Investigation of the toxic effects of different polystyrene micro-and nanoplastics on microalgae Chlorella vulgaris by analysis of cell viability, pigment content, oxidative stress and ultrastructural changes
Researchers examined the toxic effects of different-sized polystyrene micro- and nanoplastics on the microalga Chlorella vulgaris in long-term exposure tests. The study found that smaller particles (20 and 50 nm) caused greater reductions in cell viability and chlorophyll concentration than larger ones, with surface functionalization also influencing toxicity and ultrastructural damage.

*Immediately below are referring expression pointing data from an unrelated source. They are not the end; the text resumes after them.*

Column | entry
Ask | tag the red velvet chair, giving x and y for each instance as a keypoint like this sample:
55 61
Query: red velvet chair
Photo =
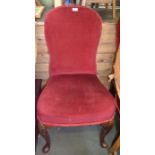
73 95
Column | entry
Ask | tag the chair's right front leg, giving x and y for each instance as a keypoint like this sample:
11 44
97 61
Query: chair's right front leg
44 133
105 130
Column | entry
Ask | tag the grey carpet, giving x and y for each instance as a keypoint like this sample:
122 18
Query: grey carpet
76 141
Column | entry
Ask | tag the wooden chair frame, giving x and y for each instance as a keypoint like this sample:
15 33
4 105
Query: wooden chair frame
43 131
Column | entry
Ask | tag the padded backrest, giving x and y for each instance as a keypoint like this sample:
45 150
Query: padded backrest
72 37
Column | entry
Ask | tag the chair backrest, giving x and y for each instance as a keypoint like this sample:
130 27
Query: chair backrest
72 35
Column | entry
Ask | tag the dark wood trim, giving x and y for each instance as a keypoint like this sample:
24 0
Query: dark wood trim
104 131
44 133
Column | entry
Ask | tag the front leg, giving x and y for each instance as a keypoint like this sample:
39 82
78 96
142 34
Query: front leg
44 133
105 130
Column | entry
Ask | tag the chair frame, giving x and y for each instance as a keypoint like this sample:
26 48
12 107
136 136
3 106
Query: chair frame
43 131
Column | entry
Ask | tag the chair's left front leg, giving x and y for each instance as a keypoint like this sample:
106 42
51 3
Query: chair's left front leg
105 130
44 133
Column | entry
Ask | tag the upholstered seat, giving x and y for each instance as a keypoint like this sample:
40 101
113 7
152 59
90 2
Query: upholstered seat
70 100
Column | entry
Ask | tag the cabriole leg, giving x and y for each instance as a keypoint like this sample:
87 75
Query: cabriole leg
44 133
105 130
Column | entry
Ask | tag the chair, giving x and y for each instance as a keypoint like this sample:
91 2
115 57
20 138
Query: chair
73 95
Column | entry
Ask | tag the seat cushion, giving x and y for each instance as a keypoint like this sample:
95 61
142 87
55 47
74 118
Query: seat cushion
75 100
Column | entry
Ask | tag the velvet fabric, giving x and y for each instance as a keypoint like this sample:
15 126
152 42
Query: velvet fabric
73 95
72 39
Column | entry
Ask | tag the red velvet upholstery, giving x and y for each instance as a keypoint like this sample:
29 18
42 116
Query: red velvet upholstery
72 39
73 95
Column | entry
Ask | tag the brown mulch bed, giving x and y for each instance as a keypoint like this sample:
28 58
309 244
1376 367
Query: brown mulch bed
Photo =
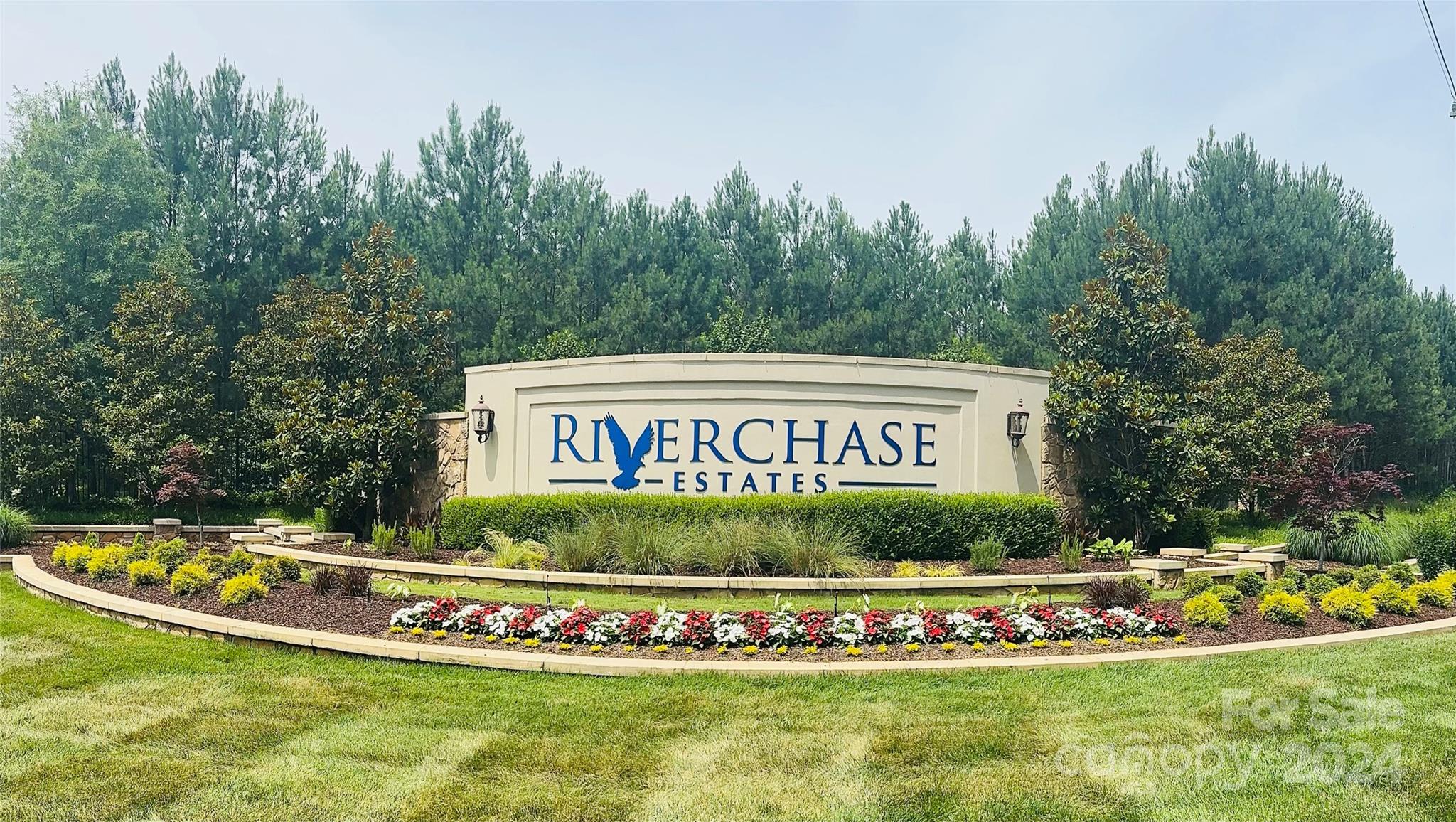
294 605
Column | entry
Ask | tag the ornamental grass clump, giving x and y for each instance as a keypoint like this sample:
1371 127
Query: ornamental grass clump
817 550
190 579
514 553
15 526
1206 609
146 572
242 589
1349 604
1391 598
987 555
729 547
1285 608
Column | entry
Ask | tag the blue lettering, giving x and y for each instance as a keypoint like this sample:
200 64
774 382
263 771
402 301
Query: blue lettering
817 439
921 444
700 442
884 434
663 439
561 441
854 441
737 442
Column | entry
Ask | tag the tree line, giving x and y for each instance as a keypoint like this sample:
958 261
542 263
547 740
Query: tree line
146 240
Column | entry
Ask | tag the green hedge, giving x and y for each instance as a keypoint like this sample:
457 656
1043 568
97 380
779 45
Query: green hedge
893 525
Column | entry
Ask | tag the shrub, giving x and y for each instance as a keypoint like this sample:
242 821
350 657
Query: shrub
146 572
242 589
357 582
1350 605
107 563
516 553
1368 576
1206 609
190 579
1228 595
382 537
1433 543
1115 592
422 544
1391 598
268 572
290 567
1401 573
169 553
1285 585
889 523
1196 583
906 569
325 579
1285 608
1071 553
15 526
1320 585
729 547
1250 582
1432 594
987 555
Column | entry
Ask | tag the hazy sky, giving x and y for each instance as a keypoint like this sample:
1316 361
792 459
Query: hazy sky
963 111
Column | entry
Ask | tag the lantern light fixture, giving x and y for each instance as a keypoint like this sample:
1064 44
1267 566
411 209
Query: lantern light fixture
1017 423
483 417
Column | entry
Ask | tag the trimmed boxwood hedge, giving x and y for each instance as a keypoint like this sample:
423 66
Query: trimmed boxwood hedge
892 525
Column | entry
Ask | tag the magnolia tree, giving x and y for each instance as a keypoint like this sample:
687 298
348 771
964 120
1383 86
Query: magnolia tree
1321 487
184 481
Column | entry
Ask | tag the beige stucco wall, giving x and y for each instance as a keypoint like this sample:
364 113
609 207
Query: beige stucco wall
918 423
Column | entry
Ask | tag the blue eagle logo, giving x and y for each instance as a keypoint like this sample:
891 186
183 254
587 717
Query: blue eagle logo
628 457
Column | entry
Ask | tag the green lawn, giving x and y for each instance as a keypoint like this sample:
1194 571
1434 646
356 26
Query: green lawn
100 720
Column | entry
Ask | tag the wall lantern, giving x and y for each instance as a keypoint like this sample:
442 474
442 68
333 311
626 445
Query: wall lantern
1017 425
483 420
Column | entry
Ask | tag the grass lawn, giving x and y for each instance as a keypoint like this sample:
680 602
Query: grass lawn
100 720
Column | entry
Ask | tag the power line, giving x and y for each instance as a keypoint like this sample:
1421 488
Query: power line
1440 54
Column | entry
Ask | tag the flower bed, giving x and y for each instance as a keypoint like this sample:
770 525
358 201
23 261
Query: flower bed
1025 623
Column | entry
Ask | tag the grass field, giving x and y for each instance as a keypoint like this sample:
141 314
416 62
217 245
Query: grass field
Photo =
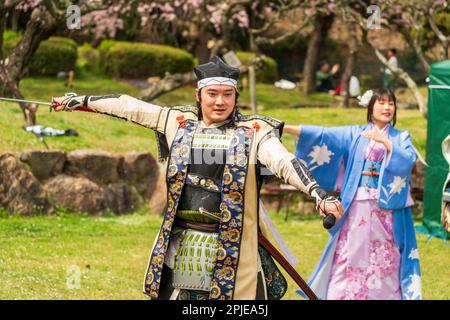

Research advances on impacts micro/nanoplastics and their carried pollutants on algae in aquatic ecosystems: A review
This review examines how micro- and nanoplastics harm algae, which are the foundation of aquatic food chains, by slowing growth, reducing photosynthesis, and damaging cells. The effects are worse when microplastics carry other pollutants on their surfaces, creating a combined toxic effect. Since algae support the entire aquatic food web, damage to these organisms can ripple upward through fish and shellfish to affect the safety of seafood consumed by humans.
Effects of microplastics on freshwater and marine microalgae
This book chapter reviews the effects of microplastics on freshwater and marine microalgae, covering how different plastic types and sizes affect algal growth, photosynthesis, and reproduction. Microalgae form the base of aquatic food webs, so plastic-induced disruption to algal communities could have cascading effects throughout ecosystems.
Ecotoxicity of micro- and nanoplastics on aquatic algae: Facts, challenges, and future opportunities
This review provides a comprehensive assessment of how micro- and nanoplastics harm aquatic algae, which form the base of ocean and freshwater food chains. The toxic effects include reduced growth, oxidative stress, and disrupted photosynthesis, with nanoplastics generally causing more damage than larger particles. Since algae support the entire aquatic food web, their decline from plastic pollution could reduce the quality and safety of fish and shellfish consumed by people.
Do Biodegradable Microplastics Threaten Chlorella spp.? First Study in Indonesia Using Leachate Exposure
This study tested whether leachates from biodegradable microplastics harm Chlorella algae, which form the base of aquatic food chains. The results showed that even plastics marketed as eco-friendly can release chemicals that impair algae growth at sublethal levels. This is concerning because damage to these microscopic organisms can ripple through the entire food web, potentially affecting the fish and shellfish people eat.
Microplastics leachate may play a more important role than microplastics in inhibiting microalga Chlorella vulgaris growth at cellular and molecular levels
Researchers found that chemical compounds leaching from aged microplastics may be more harmful to algae than the microplastic particles themselves. UV-weathered polyethylene and PVC released substances that inhibited algae growth, caused oxidative stress, and altered gene expression more severely than direct particle exposure. The study suggests that the chemicals released by degrading microplastics deserve more attention as a source of aquatic toxicity.